Les risques… Le maître mot est lâché. Il est le grand absent des théories macro-économiques du développement, mais ce qu’il désigne est le lot quotidien des populations pauvres, entre deux catastrophes humanitaires capables d’ébranler périodiquement la bonne conscience internationale.

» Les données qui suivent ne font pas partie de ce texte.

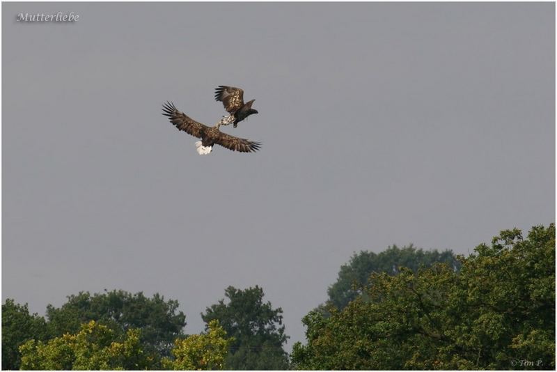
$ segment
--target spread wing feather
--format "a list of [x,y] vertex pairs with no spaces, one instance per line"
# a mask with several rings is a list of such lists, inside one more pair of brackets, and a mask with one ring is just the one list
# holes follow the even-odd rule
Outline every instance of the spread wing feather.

Lutter contre la pauvreté est d’abord affaire de sûreté. Regardons comment un alpiniste prend soin d’assurer chaque étape de sa progression avant d’engager la suivante. Sa sécurité en dépend, comme celle de ses compagnons. C’est aussi une façon d’économiser ses forces. De même, le choix d’un dispositif d’aide ou la création d’une nouvelle source de financement devrait toujours respecter deux conditions simples : renforcer la capacité des individus-acteurs, et consolider les résultats acquis grâce aux efforts antérieurs. Si ce n’est pas le cas, les résultats de l’aide seront aléatoires, et une nouvelle aide sera nécessaire demain. Apporter une aide monétaire et matérielle aux pauvres résout un problème ponctuel, et dans les situations d’urgence humanitaire, c’est souvent la seule manière de répondre aux besoins. Mais cela ne les renforce pas pour l’avenir, car ils demeurent exposés au risque de perdre cet apport et, pire, de perdre le produit qu’ils pourraient tirer de sa bonne utilisation.

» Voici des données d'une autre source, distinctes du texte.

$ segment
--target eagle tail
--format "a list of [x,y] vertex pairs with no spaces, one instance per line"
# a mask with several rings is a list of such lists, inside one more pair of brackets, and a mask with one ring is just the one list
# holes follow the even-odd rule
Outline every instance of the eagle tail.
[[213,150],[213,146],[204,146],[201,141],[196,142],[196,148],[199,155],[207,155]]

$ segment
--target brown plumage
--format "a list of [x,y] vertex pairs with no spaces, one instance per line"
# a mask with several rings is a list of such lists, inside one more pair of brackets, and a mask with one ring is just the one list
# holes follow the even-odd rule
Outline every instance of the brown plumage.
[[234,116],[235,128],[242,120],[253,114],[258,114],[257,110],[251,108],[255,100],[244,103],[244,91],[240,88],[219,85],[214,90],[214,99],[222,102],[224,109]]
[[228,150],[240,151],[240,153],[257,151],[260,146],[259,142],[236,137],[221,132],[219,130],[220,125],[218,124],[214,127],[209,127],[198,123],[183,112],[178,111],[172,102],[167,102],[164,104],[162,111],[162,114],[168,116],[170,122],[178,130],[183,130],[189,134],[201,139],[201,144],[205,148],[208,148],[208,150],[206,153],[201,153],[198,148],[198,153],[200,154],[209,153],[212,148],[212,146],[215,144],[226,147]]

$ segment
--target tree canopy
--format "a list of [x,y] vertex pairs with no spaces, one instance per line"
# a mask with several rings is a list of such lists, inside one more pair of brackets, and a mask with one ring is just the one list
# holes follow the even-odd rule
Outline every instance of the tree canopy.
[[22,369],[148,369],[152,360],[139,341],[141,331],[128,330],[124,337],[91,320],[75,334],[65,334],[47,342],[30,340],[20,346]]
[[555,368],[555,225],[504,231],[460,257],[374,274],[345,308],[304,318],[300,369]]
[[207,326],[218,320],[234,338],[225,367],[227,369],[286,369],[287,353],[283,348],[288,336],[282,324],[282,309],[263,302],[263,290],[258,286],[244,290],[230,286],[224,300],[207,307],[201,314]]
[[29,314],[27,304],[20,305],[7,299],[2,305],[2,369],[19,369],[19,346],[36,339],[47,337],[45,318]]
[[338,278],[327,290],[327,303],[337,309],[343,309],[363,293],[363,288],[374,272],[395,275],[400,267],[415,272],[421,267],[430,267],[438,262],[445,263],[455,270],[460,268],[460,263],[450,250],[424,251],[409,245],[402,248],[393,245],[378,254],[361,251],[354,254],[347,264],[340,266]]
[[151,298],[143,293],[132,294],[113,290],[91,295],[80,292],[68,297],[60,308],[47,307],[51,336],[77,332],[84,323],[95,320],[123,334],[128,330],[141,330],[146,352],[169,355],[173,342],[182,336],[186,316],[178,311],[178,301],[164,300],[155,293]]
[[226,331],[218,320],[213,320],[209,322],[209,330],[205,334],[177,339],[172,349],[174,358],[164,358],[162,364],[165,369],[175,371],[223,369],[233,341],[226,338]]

Voilà pourquoi il est urgent de mettre en place un système permanent de gestion des risques : pour autant que ce système soit suffisamment intégré et connecté aux marchés financiers, il a naturellement vocation à prendre en charge la gestion des crises graves, aussi bien que la protection courante des acteurs du développement, réconciliant ainsi les exigences du très court terme avec celles du développement à moyen terme. Au regard des objectifs de lutte contre la pauvreté, les mécanismes d’assurance possèdent trois vertus qui sont cruciales pour le développement : désignation rapide et précise des bénéficiaires, restauration des capacités économiques, renforcement de la responsabilité. Faute d’assurance, les populations des pays pauvres n’ont pas d’autre alternative que : gâcher le produit de leur travail dans de stériles encaisses de précaution, ou s’en remettre à l’aide extérieure.

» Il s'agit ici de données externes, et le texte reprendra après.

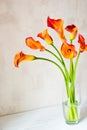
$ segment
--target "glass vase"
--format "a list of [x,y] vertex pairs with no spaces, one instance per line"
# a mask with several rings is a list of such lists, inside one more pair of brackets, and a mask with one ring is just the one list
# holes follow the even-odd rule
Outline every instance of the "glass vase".
[[66,90],[63,91],[63,115],[67,124],[77,124],[80,121],[80,104],[81,95],[79,85],[74,87],[70,83],[69,95],[67,96]]

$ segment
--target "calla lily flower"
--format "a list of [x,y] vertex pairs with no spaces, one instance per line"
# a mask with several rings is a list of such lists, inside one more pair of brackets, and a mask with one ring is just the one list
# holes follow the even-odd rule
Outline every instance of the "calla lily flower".
[[14,65],[15,65],[15,67],[18,67],[19,63],[21,63],[25,60],[32,61],[34,59],[35,59],[35,56],[33,56],[33,55],[26,55],[23,52],[19,52],[14,57]]
[[63,23],[64,21],[62,19],[51,19],[50,17],[47,18],[47,25],[48,27],[51,27],[54,29],[62,42],[66,41],[65,35],[64,35],[64,29],[63,29]]
[[61,53],[65,58],[74,58],[77,55],[75,46],[64,42],[61,46]]
[[27,37],[25,39],[26,45],[30,47],[31,49],[37,50],[40,49],[40,51],[44,51],[45,47],[41,45],[39,41],[35,41],[32,37]]
[[45,40],[48,44],[53,44],[53,39],[48,34],[47,29],[45,29],[43,32],[39,33],[37,36],[42,38],[43,40]]
[[70,32],[70,40],[74,40],[77,36],[78,28],[74,25],[68,25],[65,28],[68,32]]
[[79,34],[78,43],[80,43],[80,52],[87,51],[87,44],[85,44],[85,38]]

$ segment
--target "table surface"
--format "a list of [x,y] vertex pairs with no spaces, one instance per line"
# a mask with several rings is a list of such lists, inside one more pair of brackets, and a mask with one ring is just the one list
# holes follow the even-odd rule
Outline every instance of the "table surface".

Depuis plus de dix ans, le couple risques/développement a donné lieu à des études nombreuses et remarquables au sein des organisations internationales. On dispose ainsi d’une base considérable de données issues du terrain et d’une « boîte à outils » richement remplie. A ceux qui disent « maintenant, il faut faire mieux », disons : chiche ! Cessez de bricoler à la marge les vieux schémas qui ont échoué, et ouvrez les tiroirs où de nouveaux schémas attendent d’être expérimentés. Pour commencer, on a l’embarras du choix : appui aux micro-assurances d’initiative locale, capacités régionales de réassurance, assurances climatiques, couverture des risques de marché, etc., sans oublier le niveau global où le fait de créer une capacité mondiale de réassurance (décrite dans ma Note de l’Institut Thomas More « Réassurer la planète » sous le nom de Planète Ré) mettrait la capacité financière mondiale au service des systèmes locaux de gestion des risques. Ainsi serait enfin ouverte aux pauvres la possibilité de recourir en dernier ressort aux marchés financiers comme le font les pays riches pour couvrir la charge des dommages extrêmes.
Voilà bien un terrain sur lequel la France pourrait jouer un rôle pionnier, en évitant les questions qui fâchent quand on les pose trop tôt (la querelle des sources de financement) et en apportant une idée neuve au projet plus urgent et plus consensuel de casser le cercle infernal pauvreté/vulnérabilité.